Results and conclusion
The histopathological diagnosis of Thymic carcinoma-Lymphoepithelial variant was established. Though no definite staging system exists for the thymic carcinoma, prognosis of the patient was ascertained by using Weissferdt-Moran system, Masaoka and Tsuchiya TNM staging systems. Involvement of the pleural and the pericardial structures leads to poor prognosis, though no distant metastases or lymph nodal metastasis were evident.
Keywords: thymic carcinoma, lymphoepithelial, mediastinal neoplasms, Masaoka
Introduction
The thymus gland is located behind the sternum anterior to the great vessels and reaches its maximum weight at puberty, then gradually undergoes involution. The thymus arises embryologically from the third pharyngeal pouch and branchial cleft on each side. The thymic masses from each side move towards each other and migrate from midline to the anterior mediastinum. Failure of the thymic gland to migrate during embryogenesis leads to the formation of ectopic thymic tissue.

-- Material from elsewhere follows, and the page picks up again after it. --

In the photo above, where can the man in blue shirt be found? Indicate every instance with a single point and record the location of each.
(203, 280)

Thymic carcinoma is a rare and invasive mediastinal neoplasm that often shows capsular invasion and metastasis. It constitutes a heterogeneous group of tumors that display different biologic behavior and prognosis. Thymic carcinomas have been reported to account for only 0.06% of all thymic neoplasms [1]. The histological classification of thymic carcinoma was proposed by Levine and Rosai and revised by Suster and Rosai [2]. Histologically the different variants of thymic carcinoma described are: Squamous cell carcinoma, Lymphoepithelioma-like carcinoma, basaloid carcinoma, mucoepidermoid carcinoma, clear cell carcinoma, sarcomatoid carcinoma and mixed small cell undifferentiated. Most patients with thymic carcinomas are aged between 40 and 60 years [3]. Ninety percent of the thymomas and thymic carcinoma occur in the anterior mediastinum [4]. Typical clinical symptoms and signs that are indicative of anterior mediastinal mass effects include coughing, chest pain and signs of upper airway congestion. Patients often present with advanced disease, the 5-year survival rate being 30–50% [5]. The largest clinical report by Blumberg et al. [6] showed that innominate vessel invasion was the only prognostic factor and that Masaoka stages could not predict prognosis.
Case report
A 55 year old male, a known case of Myasthenia gravis, presented to the outpatient department of MGM hospital with complaints of difficulty in swallowing and cough for 3 days, along with bilateral ptosis and progressive easy fatigability for the past 6 months. General examinations revealed all vitals within normal range. Hematological and biochemical results were within normal range. High resolution computed tomography showed central necrosis in a large tumor mass measuring 3×5 cm in the anterior mediastinum which was encroaching the ascending aorta along with fibrosis and early bronchiectatic changes. Nerve conduction studies showed decremental response in abductor pollicis brevis, orbicularis oculi and nasalis muscles. Acetyl choline receptor antibodies serum test showed very high value-13.20 nMol/L. The thymus mass resected was sent for histopathological examination in 10% formalin solution.
Gross
We received a firm to hard, grey brown to tan tissue mass measuring 3.8×2.8×1 cm along with pericardium measuring 16×12×1 cm and cut piece of lung measuring 2.6×2×1.6 cm. Cut section was gritty with greyish white areas with areas of hemorrhage (Figure 1). After routine processing the sections were stained with Hematoxylin Eosin.
Figure 1.
Gross picture showing solid tumor with adjacent pericardium and pleura.
Microscopy
H E stained sections (Figure 2) show cohesive cellular growth arranged in a syncytial pattern. Individual tumor cells show regularly round to oval indistinct nuclear outlines with vesicular nucleus and eosinophilic nucleoli. Abundant geographic necrosis and abortive Hassall’s corpuscles, rosettes admixed with dense inflammatory infiltrate comprising of lymphocytes.
Figure 2.
HE staining (100X) showing presence of cohesive cells in syncytial pattern with vesicular round nucleus and prominent nucleoli along with abundance infiltration of lymphocytic infiltrate and presence of atypical mitotic figures.
Discussion
Thymic carcinomas account for approximately 15% of all the primary thymic epithelial tumors. Surgical excision is done for both diagnostic as well as therapeutic purposes. Thymic carcinomas are rare neoplasms and because of their aggressive nature, they are likely to produce hematogenous and lymphatic spread, locally and distally. The diagnosis of thymic epithelial neoplasm has been a topic of controversy for many years.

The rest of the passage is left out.